Simpul pemikiran Nurcholish adalah monoteisme radikal dan kemodernan. Variannya antara lain gagasan tentang sekularisasi, inklusivisme, dan universalisme Islam. Gagasan sekularisasi yang didengungkan Nurcholish dikritik oleh sebagian orang karena ia dianggap identik dengan sekularisme, paham yang memisahkan urusan dunia dari agama.

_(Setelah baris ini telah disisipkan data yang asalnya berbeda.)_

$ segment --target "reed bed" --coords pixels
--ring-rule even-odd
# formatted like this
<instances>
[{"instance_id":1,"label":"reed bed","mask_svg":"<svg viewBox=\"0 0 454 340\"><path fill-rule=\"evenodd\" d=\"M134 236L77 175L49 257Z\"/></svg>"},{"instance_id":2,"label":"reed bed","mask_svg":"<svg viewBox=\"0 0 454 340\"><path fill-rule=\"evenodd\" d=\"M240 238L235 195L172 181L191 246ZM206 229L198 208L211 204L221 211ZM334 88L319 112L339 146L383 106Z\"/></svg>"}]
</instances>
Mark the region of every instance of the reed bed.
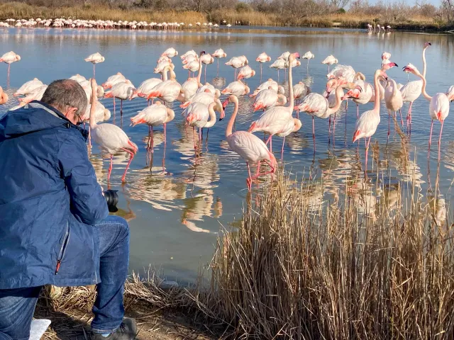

Padahal rasionalisasi versi Nurcholish adalah "menduniawikan nilai-nilai yang semestinya bersifat duniawi dan melepaskan umat Islam dari kecenderungan untuk mengakhiratkannya".
Gagasan inklusivisme dan universalisme Islam tecermin dalam pendapat Nurcholish bahwa "Islam tidak identik dengan ideologi", atau yang lebih populer terumuskan dalam jargon "Islam yes, partai Islam no". Sedangkan gagasan kemodernan terartikulasikan lewat jargon "modernisasi adalah rasionalisasi, bukan westernisasi". Pemikirannya, yang berciri mengambil sesuatu yang baru dan lebih baik sembari mempertahankan tradisi lama yang luhur, memosisikan Nurcholish dalam deretan pemikir Islam neo-modernis.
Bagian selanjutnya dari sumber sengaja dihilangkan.